In this article we’ll take a closer look at a medical monitoring device that just about everyone will have encountered – the electrocardiograph (ECG) monitor. The display or printout that the machine produces is called an electrocardiogram. Most doctor’s offices have an ECG, but its more complex partner, the echocardiograph, is most often encountered in hospitals. It is used to produce two or three-dimensional images of the heart. Both types of monitor have become essential to diagnosing and monitoring patients, particularly those with heart conditions.
Electrocardiograph (ECG)
Electrical impulses in the heart originate in the sinoatrial node and travel to the heart muscle. The impulses stimulate the heart’s muscle fibres to contract and drive blood out of the heart, a process known as systole. The electrical waves can be measured at electrodes placed at specific points on the skin. Electrodes on different sides of the heart measure the activity of different parts of the heart muscle.
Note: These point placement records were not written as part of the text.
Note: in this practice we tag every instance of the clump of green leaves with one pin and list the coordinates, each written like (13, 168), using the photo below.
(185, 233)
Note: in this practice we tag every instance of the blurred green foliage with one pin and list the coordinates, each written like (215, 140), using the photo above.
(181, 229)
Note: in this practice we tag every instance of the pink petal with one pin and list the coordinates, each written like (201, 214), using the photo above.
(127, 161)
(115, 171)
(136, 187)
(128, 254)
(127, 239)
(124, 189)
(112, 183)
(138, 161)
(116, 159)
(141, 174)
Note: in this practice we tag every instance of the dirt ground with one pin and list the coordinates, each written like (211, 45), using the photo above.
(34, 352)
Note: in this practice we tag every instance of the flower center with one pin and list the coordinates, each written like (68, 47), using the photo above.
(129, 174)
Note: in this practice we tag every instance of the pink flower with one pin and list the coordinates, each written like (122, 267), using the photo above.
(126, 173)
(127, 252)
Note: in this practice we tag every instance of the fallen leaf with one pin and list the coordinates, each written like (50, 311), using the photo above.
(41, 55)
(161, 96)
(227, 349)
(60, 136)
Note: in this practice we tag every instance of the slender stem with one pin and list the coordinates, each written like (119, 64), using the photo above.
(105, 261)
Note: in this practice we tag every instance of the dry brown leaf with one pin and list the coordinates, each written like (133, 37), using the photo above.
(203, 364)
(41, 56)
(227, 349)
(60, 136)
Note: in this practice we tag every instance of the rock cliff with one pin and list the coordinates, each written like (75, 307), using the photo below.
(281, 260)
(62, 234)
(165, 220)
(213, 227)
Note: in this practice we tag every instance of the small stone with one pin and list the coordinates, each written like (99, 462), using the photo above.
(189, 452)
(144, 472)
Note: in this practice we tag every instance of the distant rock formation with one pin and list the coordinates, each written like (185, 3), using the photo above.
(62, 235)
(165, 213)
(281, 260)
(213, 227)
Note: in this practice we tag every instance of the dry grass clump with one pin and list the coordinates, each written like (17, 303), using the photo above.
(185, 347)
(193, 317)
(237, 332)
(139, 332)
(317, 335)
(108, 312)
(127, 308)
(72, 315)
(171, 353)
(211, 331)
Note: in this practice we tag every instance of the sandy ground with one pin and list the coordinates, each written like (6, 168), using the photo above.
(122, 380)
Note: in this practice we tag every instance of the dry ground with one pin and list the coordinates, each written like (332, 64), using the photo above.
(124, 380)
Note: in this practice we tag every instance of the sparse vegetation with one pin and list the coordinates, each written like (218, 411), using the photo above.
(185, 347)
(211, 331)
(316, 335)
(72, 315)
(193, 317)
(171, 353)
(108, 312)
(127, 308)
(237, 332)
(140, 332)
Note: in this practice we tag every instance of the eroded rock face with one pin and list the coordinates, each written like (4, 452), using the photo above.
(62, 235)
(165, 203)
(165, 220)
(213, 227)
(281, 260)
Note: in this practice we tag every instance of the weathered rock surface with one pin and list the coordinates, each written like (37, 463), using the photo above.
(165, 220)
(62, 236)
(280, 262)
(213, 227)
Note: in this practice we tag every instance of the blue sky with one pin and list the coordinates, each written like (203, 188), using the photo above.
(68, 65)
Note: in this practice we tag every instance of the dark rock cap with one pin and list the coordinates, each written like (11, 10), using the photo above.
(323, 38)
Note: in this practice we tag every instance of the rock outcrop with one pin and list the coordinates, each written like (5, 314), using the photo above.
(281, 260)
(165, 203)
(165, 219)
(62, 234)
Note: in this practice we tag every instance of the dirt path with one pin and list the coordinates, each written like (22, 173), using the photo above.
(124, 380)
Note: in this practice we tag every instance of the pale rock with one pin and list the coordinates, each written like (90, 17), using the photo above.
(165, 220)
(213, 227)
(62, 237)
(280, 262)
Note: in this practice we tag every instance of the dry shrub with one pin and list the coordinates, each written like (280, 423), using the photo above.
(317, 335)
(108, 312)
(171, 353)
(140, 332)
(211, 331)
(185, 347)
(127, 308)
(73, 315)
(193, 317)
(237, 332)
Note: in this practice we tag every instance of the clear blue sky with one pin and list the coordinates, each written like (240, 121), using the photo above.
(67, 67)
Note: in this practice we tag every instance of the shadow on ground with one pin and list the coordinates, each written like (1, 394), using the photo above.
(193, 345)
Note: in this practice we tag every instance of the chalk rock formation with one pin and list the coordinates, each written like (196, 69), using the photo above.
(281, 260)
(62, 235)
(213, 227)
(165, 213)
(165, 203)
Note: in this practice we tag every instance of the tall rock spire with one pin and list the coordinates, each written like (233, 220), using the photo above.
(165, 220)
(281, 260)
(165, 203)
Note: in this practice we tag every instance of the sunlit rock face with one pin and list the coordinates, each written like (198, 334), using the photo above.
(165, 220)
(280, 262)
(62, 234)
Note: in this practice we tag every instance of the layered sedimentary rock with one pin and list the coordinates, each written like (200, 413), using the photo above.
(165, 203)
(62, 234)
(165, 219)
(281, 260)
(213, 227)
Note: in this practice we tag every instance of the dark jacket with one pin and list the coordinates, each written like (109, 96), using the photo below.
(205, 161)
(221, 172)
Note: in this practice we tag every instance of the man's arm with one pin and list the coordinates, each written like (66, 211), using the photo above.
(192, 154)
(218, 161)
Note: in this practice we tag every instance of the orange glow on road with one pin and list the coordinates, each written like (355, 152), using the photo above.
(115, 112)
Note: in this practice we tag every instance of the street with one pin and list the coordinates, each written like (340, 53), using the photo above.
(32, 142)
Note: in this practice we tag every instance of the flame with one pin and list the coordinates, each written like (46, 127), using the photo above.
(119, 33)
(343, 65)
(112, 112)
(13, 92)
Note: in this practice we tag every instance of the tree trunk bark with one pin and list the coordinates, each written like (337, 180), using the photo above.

An ECG displays the voltage between pairs of these electrodes. They measure muscle activity from different directions, allowing the ECG to display the overall rhythm of the heart and highlight weaknesses in different parts of the heart muscle. It is the best way to measure and diagnose abnormal rhythms of the heart, particularly abnormal rhythms caused by:
- Damage to the conductive tissue that carries electrical signals.
- Electrolyte imbalances (which can lead to heart, muscle and neurological problems).
- Damage to the heart muscle.
The images below show a typical ECG machine, the electrodes attached to a patient, and the output (the electrocardiogram) from the ECG monitor. Large clinics often have a specialist who scrutinizes and interprets the output from the monitor, highlighting anomalies for the physician’s benefit.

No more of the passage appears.